Former Mayor/County Commissioner

In the early 1960s, I would mow lawns and shovel snow for neighbors in Germantown. Around 1962, I started delivering newspapers for the old Dayton Journal Herald. That brought in a regular weekly income and also gave me several more lawn and snow customers.

The first time I was paid by the hour was a years later. I added farm-hand to my resume. During the summer, I worked for Mr. Tacke. He was a large man with a large produce farm on the outskirts, west of town.

He raised sweet corn, tomatoes, melons, cucumbers and acres of green beans. I learned how to hoe, weed, water and pick. Dick paid me 60 cents an hour – a penny a minute. I think he did that because it was easier to figure out what he owed me each week.

When it came time to pick beans, I got paid by the pound. I picked beans like a machine. Some pickers used a stool. I’d bend at the waist and keep on moving. By the end of the season, I could lock my knees, bend forward and touch my elbows to the ground. By the end of the summer, I was in the best shape of my life.

When the sun would hide behind a cloud while I was watering the tomatoes, it was heaven to get as wet as the produce. Sometimes I would rinse off a bright red tomato and bite right into it. The juice would run down my chest and I’d immediately rinse it off with the hose.

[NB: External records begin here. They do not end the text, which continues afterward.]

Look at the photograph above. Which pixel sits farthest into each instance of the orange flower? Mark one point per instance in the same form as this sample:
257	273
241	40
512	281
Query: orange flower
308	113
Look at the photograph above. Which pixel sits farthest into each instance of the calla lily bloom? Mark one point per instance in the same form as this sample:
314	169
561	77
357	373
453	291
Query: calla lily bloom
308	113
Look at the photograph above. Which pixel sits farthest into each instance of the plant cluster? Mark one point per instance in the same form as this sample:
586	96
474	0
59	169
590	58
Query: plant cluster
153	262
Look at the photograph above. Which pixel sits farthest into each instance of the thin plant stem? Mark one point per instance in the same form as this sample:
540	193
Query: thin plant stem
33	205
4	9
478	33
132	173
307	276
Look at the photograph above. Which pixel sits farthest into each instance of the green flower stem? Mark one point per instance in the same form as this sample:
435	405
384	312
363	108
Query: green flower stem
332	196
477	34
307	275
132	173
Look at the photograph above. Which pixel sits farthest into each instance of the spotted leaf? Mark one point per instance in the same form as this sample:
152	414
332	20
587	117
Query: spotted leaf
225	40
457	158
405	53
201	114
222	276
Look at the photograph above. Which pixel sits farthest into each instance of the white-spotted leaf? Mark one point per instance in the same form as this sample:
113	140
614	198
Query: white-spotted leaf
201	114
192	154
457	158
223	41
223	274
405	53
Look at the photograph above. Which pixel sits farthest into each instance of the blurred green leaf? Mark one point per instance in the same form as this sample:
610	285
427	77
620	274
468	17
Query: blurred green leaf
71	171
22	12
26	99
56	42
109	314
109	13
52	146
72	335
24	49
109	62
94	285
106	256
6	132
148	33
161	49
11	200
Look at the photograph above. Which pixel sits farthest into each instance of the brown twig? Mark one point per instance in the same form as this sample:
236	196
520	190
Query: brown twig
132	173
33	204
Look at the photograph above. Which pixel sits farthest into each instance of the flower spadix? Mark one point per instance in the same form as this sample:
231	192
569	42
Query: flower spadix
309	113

As long as I didn’t eat my own weight in tomatoes, Mr. Tacke was OK with my sampling the produce. Sometimes, I would also eat an ear of fresh, young sweet corn with my tomato. That was a great lunch.

When it came time to pick or hoe the sweet corn, I would wade into the middle of Mr. Tacke’s million-acre cornfield. At times it seemed like more than a million acres. There I would hoe the weeds and sweat the afternoon away. If I took off my shirt, the corn leaves would slice me like a knife. I used to fantasize about being Daniel Boone running the gauntlet.

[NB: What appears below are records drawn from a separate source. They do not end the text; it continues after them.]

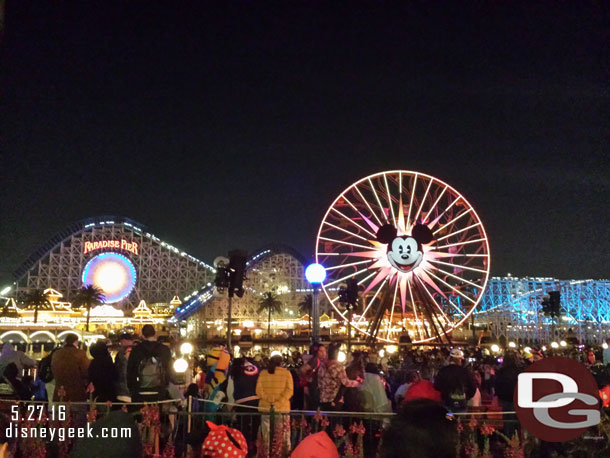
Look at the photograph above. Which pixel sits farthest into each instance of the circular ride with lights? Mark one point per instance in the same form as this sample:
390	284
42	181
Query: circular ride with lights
113	273
417	250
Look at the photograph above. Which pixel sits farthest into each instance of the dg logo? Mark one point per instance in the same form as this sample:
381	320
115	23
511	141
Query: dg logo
556	399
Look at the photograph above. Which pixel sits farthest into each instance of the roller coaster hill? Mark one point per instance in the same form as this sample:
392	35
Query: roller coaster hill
131	264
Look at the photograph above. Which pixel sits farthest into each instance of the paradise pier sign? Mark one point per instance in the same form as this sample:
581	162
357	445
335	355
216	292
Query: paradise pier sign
122	244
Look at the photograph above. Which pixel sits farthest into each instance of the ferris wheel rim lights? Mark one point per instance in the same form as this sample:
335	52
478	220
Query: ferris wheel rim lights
367	228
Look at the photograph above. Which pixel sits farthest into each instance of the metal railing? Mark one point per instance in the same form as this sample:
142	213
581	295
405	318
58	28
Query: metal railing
182	424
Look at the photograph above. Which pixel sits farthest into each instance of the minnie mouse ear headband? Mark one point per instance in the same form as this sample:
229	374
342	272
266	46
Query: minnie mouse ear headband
420	232
249	368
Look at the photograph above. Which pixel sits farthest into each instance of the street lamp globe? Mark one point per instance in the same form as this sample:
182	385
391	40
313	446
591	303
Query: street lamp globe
180	365
186	348
315	273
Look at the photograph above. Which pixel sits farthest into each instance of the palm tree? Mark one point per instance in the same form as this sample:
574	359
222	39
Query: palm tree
37	299
306	306
89	296
271	304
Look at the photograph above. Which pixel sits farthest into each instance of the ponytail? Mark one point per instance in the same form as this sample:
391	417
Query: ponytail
274	362
272	366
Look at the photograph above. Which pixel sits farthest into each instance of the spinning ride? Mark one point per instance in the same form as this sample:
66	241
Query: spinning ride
417	249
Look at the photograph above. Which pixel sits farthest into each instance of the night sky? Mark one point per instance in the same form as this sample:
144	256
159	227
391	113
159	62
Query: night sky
221	127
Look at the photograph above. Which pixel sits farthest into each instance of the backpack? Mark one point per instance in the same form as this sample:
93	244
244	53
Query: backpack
45	373
151	373
457	399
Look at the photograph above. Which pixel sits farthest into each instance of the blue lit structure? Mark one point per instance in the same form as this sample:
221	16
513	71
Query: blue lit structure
511	307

There is probably no place, short of hell in the summer, that is hotter than the middle of a sweet corn field. It can only be made more miserable by having your own sweat run into the dozens of corn-leaf cuts on your arms.

Darcy Reynolds

Co-Director,

Main Street Wilmington

I was a highway worker. I painted edge lines, center lines, and flagged cars.

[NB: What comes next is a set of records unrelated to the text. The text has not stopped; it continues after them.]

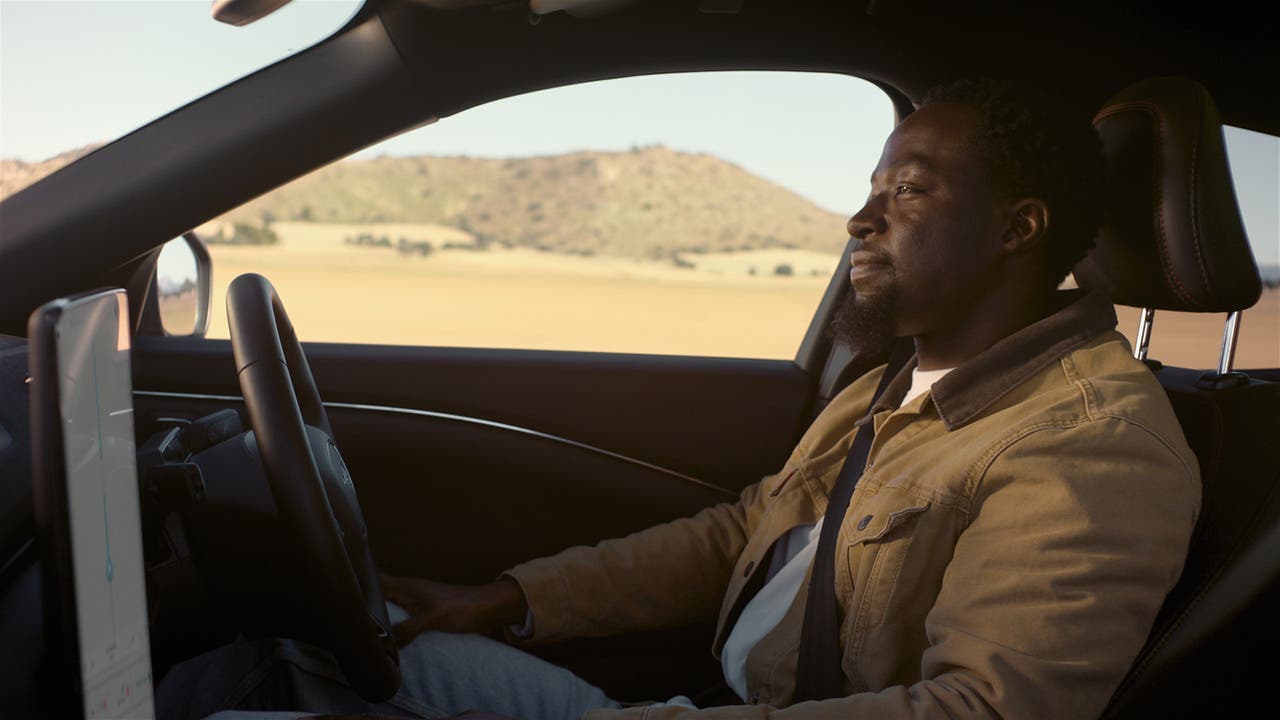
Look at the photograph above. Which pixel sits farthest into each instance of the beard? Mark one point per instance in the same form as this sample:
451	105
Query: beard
867	324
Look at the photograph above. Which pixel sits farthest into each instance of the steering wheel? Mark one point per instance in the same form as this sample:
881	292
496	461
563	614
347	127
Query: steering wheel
312	490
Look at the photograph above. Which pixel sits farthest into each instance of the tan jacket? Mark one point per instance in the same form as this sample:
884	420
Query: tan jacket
1004	555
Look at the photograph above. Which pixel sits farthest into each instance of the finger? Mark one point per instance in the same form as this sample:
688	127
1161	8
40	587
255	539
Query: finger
410	629
396	589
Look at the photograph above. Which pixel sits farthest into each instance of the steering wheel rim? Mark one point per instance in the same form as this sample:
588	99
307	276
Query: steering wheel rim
312	491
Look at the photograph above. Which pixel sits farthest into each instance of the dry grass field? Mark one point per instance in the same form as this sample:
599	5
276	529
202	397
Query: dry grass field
540	300
520	297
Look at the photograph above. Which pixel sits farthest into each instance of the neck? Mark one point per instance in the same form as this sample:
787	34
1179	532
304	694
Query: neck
983	324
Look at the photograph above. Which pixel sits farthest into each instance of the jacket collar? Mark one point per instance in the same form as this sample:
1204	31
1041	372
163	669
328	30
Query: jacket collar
984	378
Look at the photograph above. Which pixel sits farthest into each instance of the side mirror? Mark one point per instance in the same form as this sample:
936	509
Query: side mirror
182	286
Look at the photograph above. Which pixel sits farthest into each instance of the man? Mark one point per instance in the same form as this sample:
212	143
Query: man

I liked riding around in the truck reading for hours on end when we were stopped. They use to hide my books from me and say, “Don’t be a college brat, trying to read.” I said, “Guys, we are doing nothing. We’re just sitting here.” They were funny guys.

I didn’t like the difficulty of bathroom breaks since I was the only female.

I learned on this job the philosophy of day workers. Which I remember to this day. My hair grows on state time, I get it cut on state time. They had a whole collection of these.

Cora Kramer

Social Studies Teacher

Wilmington High School

My first job was working at the visitor center at Wright-Patterson Air Force Base. My main responsibility was to write visitor passes so people could get on base.

I really liked the flexibility in my schedule. They were willing to work around my college class schedule, and I was even able to come in for a few hours before and after some of my classes.

It’s hard to pick something about the job that I didn’t like because it was a great first job. I would have to say that the worst part was the amount of responsibility I had for my very first job! It was a little bit intimidating. If I messed up, I could have let someone on base that should not have been allowed on!

While I was working, the crew from the show “Ghost Hunters” came to the base to investigate some of the buildings that were said to be haunted. We got to meet everyone from the show. It was a lot of fun!

Kristi Fickert

VP of Marketing,

Councilwoman

I was always eager to work and earn my own money and while I held many small jobs at a fairly young age, one of my first real summer jobs was as a certified American Red Cross Lifeguard when I was 16 years old. I worked at the local YMCA here in Wilmington, both as a lifeguard and swim instructor and also at The Beach Waterpark in Mason.

I grew up in and around water and I’ve been boating and enjoying water sports since I was about 6 months old. I really enjoyed sharing that love of the water with others and helping others learn to enjoy it safely, too. Seeing someone, especially a grown adult, learn to swim for the first time and being a part of that success for them was really rewarding. To have played a role in removing their fear of water and giving them such an important life skill was such a great feeling.

Lifeguarding can be a high-stress job, especially for a young teenager. You have to be “always on” and there’s no room to make mistakes or errors. You’ve only got 20-60 seconds to identify a drowning in process, so you’ve got to be focused for every single second you’re on duty. It was definitely not the “sit back and get a nice tan” job that many envision.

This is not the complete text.